Il sisma è stato collocato
in un’area compresa tra le faglie di Moscatello e Santa Tecla, lungo una
struttura sismogenetica con direzione NO – SE che si sviluppa per circa
4 km (Azzaro, 2002). La collocazione dell’epicentro è stata definita a
seguito dell’osservazione degli effetti della fagliazione superficiale e
della localizzazione del massimo danneggiamento, elementi che vincolano
la determinazione epicentrale trattandosi, nella fattispecie, di sismi a
profondità focali superficiali. Il sistema di faglie di Moscatello e
Santa Tecla è relativo al sistema tettonico delle Timpe caratterizzato
da ben note evidenze morfologiche con notevoli sviluppi.
Da un’analisi comparativa effettuata tra tutti i terremoti conosciuti e
localizzati nella medesima area, risulta che il terremoto del 29 ottobre
presenta caratteristiche macrosismiche simili a quello del 17 giugno
1879, sia per l’estensione, sia per l’orientazione dell’area mesosismica.

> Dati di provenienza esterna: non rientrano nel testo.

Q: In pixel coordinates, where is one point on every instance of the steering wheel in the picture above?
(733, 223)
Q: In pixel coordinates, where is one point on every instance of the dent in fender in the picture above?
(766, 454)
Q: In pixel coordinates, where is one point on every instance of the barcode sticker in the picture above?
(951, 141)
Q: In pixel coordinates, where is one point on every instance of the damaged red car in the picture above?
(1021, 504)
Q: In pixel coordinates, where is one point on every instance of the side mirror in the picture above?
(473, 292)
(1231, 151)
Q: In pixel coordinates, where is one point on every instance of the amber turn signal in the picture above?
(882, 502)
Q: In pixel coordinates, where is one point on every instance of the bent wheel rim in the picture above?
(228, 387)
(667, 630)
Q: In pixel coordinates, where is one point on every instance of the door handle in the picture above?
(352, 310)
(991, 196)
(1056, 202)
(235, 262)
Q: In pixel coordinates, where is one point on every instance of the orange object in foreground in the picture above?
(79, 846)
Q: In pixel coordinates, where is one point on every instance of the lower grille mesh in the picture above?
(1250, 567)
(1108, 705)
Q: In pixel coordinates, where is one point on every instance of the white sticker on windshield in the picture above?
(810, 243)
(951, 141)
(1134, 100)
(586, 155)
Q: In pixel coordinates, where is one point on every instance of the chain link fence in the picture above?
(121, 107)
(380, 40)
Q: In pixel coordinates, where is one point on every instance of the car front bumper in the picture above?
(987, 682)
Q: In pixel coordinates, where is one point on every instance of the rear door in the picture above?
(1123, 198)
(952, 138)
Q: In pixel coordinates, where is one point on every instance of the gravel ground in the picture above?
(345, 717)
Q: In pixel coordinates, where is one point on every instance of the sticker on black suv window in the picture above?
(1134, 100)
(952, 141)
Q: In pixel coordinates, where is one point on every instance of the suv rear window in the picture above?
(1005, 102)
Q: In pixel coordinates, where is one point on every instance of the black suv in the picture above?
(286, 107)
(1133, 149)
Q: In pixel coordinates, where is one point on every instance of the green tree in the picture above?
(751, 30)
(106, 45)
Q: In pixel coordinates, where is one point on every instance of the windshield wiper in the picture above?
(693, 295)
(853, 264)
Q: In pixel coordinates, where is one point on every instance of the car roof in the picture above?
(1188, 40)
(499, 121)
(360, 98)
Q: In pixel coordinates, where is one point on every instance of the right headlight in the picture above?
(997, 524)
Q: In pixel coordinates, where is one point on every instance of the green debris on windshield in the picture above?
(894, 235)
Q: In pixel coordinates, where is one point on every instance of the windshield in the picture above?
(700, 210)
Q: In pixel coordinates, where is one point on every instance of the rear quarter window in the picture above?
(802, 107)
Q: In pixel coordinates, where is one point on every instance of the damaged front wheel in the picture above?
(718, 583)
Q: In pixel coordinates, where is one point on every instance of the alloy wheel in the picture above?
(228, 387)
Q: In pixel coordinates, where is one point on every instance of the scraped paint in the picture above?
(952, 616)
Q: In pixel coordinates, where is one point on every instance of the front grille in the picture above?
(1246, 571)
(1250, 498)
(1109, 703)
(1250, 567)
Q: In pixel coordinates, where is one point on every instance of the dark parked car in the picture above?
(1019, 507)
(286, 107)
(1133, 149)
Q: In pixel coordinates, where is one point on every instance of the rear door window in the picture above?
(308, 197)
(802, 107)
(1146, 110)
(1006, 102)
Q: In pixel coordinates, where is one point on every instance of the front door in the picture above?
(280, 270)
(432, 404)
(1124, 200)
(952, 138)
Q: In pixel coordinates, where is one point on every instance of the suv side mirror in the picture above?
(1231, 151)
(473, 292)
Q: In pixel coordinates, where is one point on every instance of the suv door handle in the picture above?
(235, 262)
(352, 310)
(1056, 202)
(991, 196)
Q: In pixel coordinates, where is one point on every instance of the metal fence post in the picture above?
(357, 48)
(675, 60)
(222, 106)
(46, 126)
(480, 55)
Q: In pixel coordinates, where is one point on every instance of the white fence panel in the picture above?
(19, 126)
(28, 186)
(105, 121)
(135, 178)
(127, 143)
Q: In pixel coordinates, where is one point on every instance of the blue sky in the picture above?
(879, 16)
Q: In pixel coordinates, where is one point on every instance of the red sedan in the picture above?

Anche in quell’occasione i massimi effetti furono registrati tra
Bongiardo e Guardia e la scossa principale di M = 4.3 fu accompagnata da
circa una decina di scosse minori localizzate tra Bongiardo e Santa
Venerina e dopo circa un mese la sismicità interessò un’area più a NE
del versante orientale, con alcuni eventi che provocarono lievi danni
nella zona di Macchia (Azzaro, 2002).
Nelle ore successive alla prima scossa si sono verificate diverse
repliche, alcune delle quali di forte intensità come quelle registrate,
rispettivamente, alle ore 12:02 (M = 4), 16:49 (M = 3.8), 17:39 (M = 4)

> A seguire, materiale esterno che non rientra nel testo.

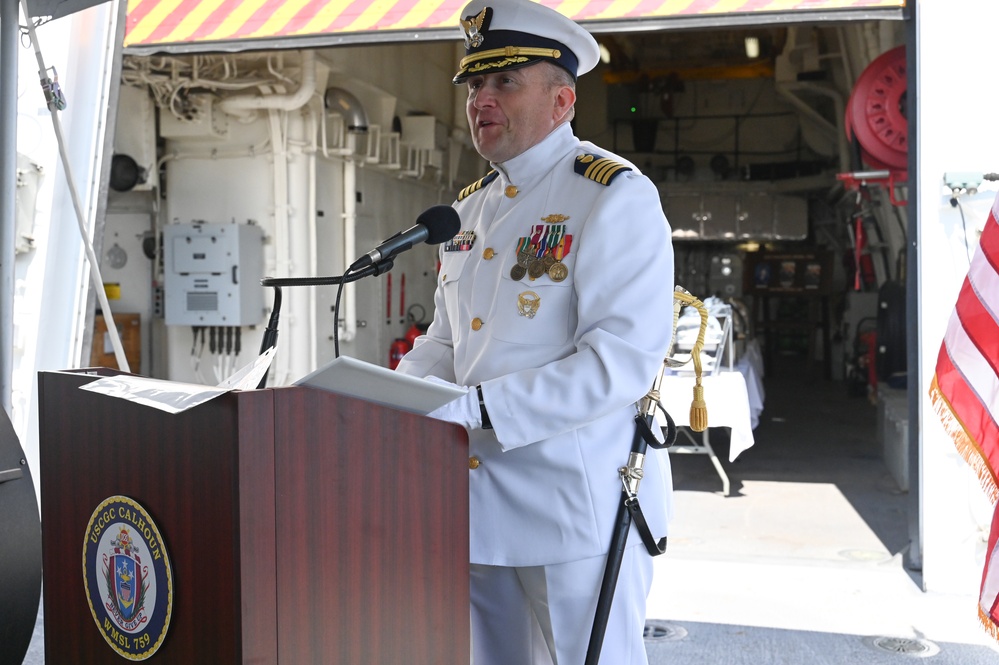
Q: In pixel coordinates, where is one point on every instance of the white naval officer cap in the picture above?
(509, 34)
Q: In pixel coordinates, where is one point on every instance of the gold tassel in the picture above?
(698, 409)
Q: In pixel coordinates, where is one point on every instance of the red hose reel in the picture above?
(875, 116)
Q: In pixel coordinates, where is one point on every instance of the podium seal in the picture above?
(127, 578)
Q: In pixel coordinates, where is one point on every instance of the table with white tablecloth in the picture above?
(728, 403)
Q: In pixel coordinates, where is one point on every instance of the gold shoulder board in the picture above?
(478, 184)
(599, 169)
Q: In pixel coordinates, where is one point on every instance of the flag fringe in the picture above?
(988, 624)
(964, 442)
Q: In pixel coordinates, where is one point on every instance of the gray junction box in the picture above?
(212, 274)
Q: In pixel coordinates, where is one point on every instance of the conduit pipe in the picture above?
(242, 105)
(788, 90)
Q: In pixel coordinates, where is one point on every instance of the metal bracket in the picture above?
(10, 474)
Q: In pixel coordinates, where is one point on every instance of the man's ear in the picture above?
(565, 97)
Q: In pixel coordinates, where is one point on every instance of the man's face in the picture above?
(511, 111)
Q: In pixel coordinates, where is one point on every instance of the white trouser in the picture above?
(543, 615)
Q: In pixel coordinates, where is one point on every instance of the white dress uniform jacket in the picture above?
(561, 386)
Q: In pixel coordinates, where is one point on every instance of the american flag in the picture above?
(965, 391)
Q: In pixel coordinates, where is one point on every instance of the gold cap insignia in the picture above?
(473, 26)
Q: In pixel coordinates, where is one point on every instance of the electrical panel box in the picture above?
(212, 274)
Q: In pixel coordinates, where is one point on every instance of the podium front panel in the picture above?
(372, 531)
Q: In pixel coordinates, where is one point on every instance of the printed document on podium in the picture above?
(357, 378)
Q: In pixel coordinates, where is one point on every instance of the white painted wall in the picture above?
(957, 132)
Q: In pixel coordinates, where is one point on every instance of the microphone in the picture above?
(434, 225)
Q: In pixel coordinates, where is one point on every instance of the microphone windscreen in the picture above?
(442, 223)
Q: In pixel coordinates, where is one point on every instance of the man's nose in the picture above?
(483, 97)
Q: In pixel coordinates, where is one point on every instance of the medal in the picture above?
(558, 272)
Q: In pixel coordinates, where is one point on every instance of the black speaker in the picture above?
(20, 548)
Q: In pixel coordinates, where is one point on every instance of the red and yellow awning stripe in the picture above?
(160, 22)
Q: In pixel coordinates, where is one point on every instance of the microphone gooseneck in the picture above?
(435, 225)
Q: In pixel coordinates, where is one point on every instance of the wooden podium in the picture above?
(301, 526)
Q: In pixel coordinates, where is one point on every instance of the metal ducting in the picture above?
(340, 101)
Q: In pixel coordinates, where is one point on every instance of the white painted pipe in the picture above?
(243, 104)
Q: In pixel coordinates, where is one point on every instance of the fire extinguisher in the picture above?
(397, 350)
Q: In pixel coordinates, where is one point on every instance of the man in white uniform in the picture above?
(553, 307)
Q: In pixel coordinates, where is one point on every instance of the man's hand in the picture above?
(463, 411)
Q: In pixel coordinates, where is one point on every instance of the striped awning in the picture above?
(191, 22)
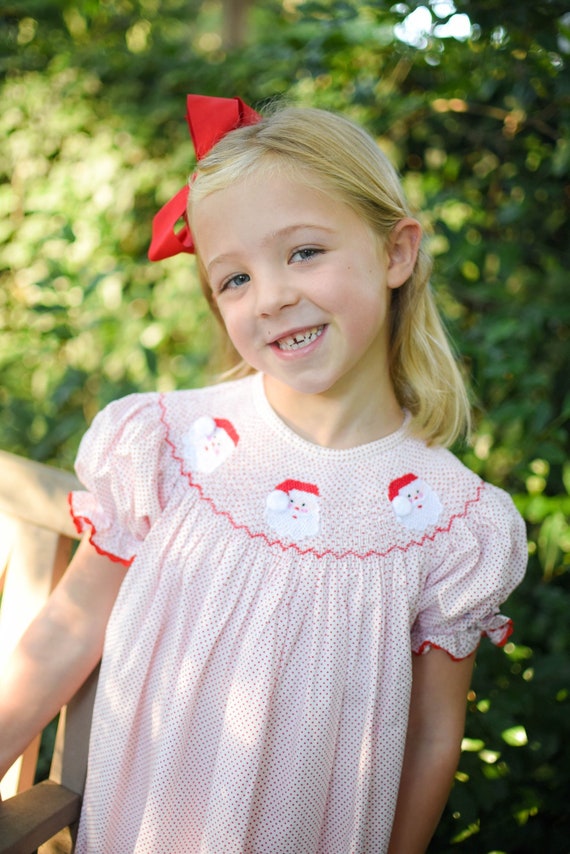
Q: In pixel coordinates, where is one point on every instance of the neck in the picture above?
(336, 420)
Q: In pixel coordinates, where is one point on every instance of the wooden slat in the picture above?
(32, 817)
(69, 763)
(36, 493)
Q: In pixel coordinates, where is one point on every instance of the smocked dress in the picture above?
(256, 675)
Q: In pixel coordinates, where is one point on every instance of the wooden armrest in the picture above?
(34, 816)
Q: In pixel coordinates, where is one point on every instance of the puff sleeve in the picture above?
(482, 561)
(119, 464)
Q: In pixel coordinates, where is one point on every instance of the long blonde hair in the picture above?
(344, 159)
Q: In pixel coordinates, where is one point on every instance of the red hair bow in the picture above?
(209, 119)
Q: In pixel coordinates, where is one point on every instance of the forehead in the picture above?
(266, 203)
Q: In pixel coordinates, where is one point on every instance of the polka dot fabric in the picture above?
(254, 690)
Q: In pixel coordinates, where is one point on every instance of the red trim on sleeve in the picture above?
(82, 523)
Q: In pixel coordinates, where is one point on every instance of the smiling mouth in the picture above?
(300, 339)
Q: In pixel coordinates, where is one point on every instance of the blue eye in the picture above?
(235, 282)
(305, 254)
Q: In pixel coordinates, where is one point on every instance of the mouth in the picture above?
(300, 339)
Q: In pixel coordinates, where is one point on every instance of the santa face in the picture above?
(207, 445)
(293, 514)
(417, 506)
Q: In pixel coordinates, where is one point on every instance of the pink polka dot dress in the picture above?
(256, 675)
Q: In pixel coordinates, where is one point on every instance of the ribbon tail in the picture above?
(165, 241)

ed alle ore 18:14 (M = 4.1). Quest’ultimo terremoto ha danneggiato in
modo grave l’abitato di Milo (comune confinante con Santa Venerina)

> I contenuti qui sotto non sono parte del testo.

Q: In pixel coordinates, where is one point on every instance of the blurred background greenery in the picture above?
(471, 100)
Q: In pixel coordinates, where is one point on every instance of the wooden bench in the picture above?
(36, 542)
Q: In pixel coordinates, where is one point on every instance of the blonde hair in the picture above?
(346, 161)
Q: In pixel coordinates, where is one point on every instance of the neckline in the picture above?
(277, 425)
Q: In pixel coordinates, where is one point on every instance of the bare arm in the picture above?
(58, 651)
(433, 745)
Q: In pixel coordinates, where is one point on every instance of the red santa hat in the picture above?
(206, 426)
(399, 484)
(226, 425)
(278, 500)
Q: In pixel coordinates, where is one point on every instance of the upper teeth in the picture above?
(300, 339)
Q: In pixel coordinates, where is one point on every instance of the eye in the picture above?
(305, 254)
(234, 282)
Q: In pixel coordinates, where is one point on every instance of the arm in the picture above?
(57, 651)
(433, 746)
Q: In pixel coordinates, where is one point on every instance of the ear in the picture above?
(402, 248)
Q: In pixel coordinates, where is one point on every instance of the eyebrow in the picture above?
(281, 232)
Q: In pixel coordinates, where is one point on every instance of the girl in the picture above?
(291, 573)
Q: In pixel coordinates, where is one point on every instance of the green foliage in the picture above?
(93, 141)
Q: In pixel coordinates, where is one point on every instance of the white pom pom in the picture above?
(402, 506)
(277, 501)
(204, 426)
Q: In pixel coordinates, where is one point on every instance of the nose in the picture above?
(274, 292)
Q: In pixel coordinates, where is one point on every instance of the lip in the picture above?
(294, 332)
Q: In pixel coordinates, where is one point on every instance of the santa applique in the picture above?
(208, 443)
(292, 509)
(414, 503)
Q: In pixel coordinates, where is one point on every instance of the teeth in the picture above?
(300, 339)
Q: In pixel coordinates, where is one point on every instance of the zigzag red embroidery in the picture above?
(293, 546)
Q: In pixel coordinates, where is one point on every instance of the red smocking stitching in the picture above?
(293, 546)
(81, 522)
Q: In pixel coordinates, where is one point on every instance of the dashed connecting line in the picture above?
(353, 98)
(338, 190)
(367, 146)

aggravando i danni già causati dalle precedenti scosse.
Intanto l’attività vulcanica continuava a manifestarsi con imponenti
esplosioni dalle bocche del versante meridionale e con emissione di
magma dalla frattura posta sopra Piano Provenzana; la cenere ricopriva
l’intero territorio sud - orientale della Sicilia arrivando fino alla
Libia.
Nei giorni seguenti sono proseguite sia l’attività sismica, con scosse
di media intensità (M > 3.5), sia l’attività vulcanica con l’emissione
continua di cenere.
In quei giorni si sono osservati, inoltre, fenomeni che facevano temere
per la possibile riattivazione di una frana innescata nel 1996 a Monte
Finocchio nel territorio di Presa (Frazione di Piedimonte Etneo).
Si erano riscontrate, infatti, anomalie nel funzionamento della galleria
drenante di Via Cavo Nuovo (diminuzione del deflusso idrico) oltre
all’apertura di vistose fratture al suolo in prossimità della corona di
frana e lungo la SP 68. Nel frattempo si appurava in alcune abitazioni
l’apertura o l’accentuazione di lesioni nelle murature. La riattivazione
della frana avrebbe minacciato la sicurezza del transito lungo la SP 68
che collega la Frazione di Presa con Piedimonte Etneo, a sud, e con la
Frazione di Vena, a nord. Il proseguire dei fenomeni osservati,
confermati dai sopralluoghi effettuati dai tecnici della Protezione
Civile, della Provincia Regionale e del Genio Civile, hanno portato alla
chiusura al transito della SP 68 in via precauzionale.
L’attività vulcanica sul versante di NE ha continuato incessantemente
fino al 3 novembre quando la frattura eruttiva appariva in corso di
raffreddamento e l’alimentazione iniziava a scarseggiare.